Interlagos também é especial para Carlos Pace (1975), René Arnoux (1980) e Giancarlo Fisichella (2003), que conquistaram nesta pista suas primeiras vitórias na F1.
E depois que a corrida, que sempre foi uma das primeiras da temporada, foi passada para o final do calendário em 2004, cinco pilotos, Fernando Alonso (2005), Kimi Raikkonen (2007), Lewis Hamilton (2008), Jenson Button (2009) e Sebastian Vettel (2012), conquistaram seus títulos em Interlagos.
Entre os vencedores, Michael Schumacher é o piloto com mais vitórias, tendo subido ao degrau mais alto do pódio em 4 ocasiões, com Sebastian Vettel logo atrás, com 3, número que pode ser igualado por Lewis Hamilton, que tem duas vitórias no Brasil.
Em número de pódio, Schumacher novamente encabeça a lista, com 10, seguido de Fernando Alonso com 8 e Kimi Raikkonen com 7.
Entre os brasileiros, 25 já correram em Interlagos, com Ayrton Senna, Emerson Fittipaldi e Felipe Massa empatados com 2 vitórias, enquanto José Carlos Pace tem uma.

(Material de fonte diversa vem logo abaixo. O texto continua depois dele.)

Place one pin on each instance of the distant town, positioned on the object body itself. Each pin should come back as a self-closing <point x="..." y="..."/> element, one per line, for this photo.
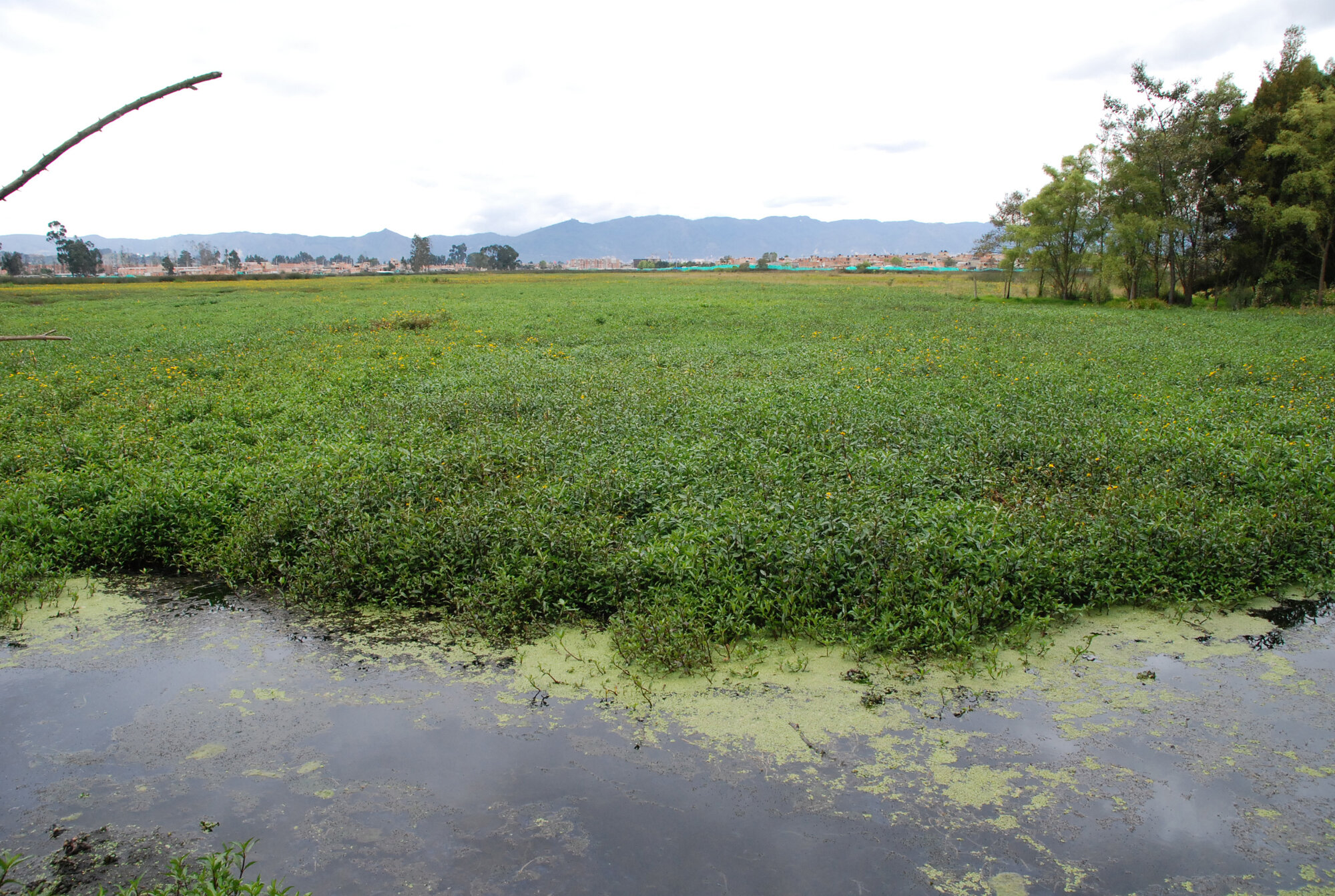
<point x="204" y="259"/>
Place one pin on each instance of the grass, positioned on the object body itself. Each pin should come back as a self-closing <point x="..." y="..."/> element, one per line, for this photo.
<point x="694" y="460"/>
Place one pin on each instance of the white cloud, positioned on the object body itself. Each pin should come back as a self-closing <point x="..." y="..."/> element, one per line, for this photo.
<point x="894" y="148"/>
<point x="424" y="116"/>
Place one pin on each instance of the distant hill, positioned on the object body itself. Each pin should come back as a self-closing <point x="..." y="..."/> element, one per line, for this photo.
<point x="623" y="238"/>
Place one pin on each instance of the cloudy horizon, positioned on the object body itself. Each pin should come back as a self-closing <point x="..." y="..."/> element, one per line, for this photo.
<point x="449" y="119"/>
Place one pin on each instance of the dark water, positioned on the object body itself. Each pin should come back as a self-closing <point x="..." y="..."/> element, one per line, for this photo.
<point x="366" y="777"/>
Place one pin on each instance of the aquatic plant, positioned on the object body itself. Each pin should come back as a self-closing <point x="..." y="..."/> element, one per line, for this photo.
<point x="723" y="459"/>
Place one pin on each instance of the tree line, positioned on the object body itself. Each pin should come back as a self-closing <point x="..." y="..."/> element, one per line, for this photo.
<point x="1190" y="191"/>
<point x="491" y="258"/>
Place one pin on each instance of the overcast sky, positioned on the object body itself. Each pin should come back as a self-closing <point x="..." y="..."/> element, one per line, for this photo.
<point x="341" y="117"/>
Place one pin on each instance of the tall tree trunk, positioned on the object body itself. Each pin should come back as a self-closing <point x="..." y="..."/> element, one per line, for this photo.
<point x="1326" y="251"/>
<point x="1157" y="268"/>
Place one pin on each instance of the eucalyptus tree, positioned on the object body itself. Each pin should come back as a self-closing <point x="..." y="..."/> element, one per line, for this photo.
<point x="1009" y="215"/>
<point x="1171" y="152"/>
<point x="1062" y="223"/>
<point x="1308" y="193"/>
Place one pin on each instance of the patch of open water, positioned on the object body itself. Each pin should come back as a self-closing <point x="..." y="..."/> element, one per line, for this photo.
<point x="365" y="774"/>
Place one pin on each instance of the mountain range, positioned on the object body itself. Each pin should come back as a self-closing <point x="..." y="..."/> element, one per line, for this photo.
<point x="624" y="238"/>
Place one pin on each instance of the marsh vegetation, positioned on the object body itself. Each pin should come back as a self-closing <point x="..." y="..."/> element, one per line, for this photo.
<point x="690" y="460"/>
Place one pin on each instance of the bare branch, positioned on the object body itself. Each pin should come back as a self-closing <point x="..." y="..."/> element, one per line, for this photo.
<point x="45" y="336"/>
<point x="98" y="125"/>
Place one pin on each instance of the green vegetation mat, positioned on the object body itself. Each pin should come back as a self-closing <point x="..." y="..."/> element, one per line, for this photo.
<point x="696" y="459"/>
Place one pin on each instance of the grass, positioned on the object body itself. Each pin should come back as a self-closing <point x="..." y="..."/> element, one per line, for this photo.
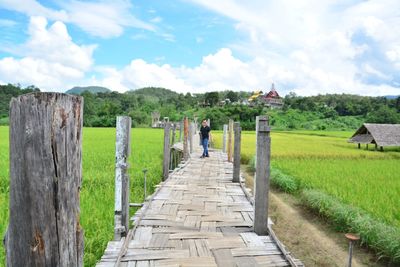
<point x="97" y="194"/>
<point x="366" y="179"/>
<point x="355" y="189"/>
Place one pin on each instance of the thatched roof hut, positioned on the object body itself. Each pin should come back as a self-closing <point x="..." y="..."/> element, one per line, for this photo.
<point x="378" y="134"/>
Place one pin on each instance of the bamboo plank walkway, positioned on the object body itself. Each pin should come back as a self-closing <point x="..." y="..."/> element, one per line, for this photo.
<point x="197" y="217"/>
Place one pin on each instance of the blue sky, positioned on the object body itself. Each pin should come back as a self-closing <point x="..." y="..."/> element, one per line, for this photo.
<point x="309" y="47"/>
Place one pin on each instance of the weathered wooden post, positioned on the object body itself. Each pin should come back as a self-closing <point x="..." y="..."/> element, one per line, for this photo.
<point x="236" y="153"/>
<point x="224" y="138"/>
<point x="263" y="173"/>
<point x="122" y="185"/>
<point x="230" y="129"/>
<point x="255" y="173"/>
<point x="173" y="134"/>
<point x="45" y="181"/>
<point x="180" y="130"/>
<point x="167" y="134"/>
<point x="191" y="137"/>
<point x="185" y="139"/>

Já Rubens Barrichello, apesar de ter feito a pole 3 vezes nas 19 corridas que disputou na pista paulistana, só conseguiu um terceiro lugar na corrida de 2004, enquanto que Felipe Massa é o brasileiro com mais pódios, com 5.
Depois de ter a etapa de 2020 cancelada por conta do COVID-19, Interlagos se viu provisoriamente fora do calendário, já que o contrato com a pista acabava naquele ano e o autódromo enfrentava a concorrência de um circuito no Rio de Janeiro, que seria construído para a etapa de 2021. Como o projeto no Rio enfrentou vários problemas para sair do papel, Interlagos acabou ganhando um novo contrato, que deixará a F1 em São Paulo pelos próximos anos.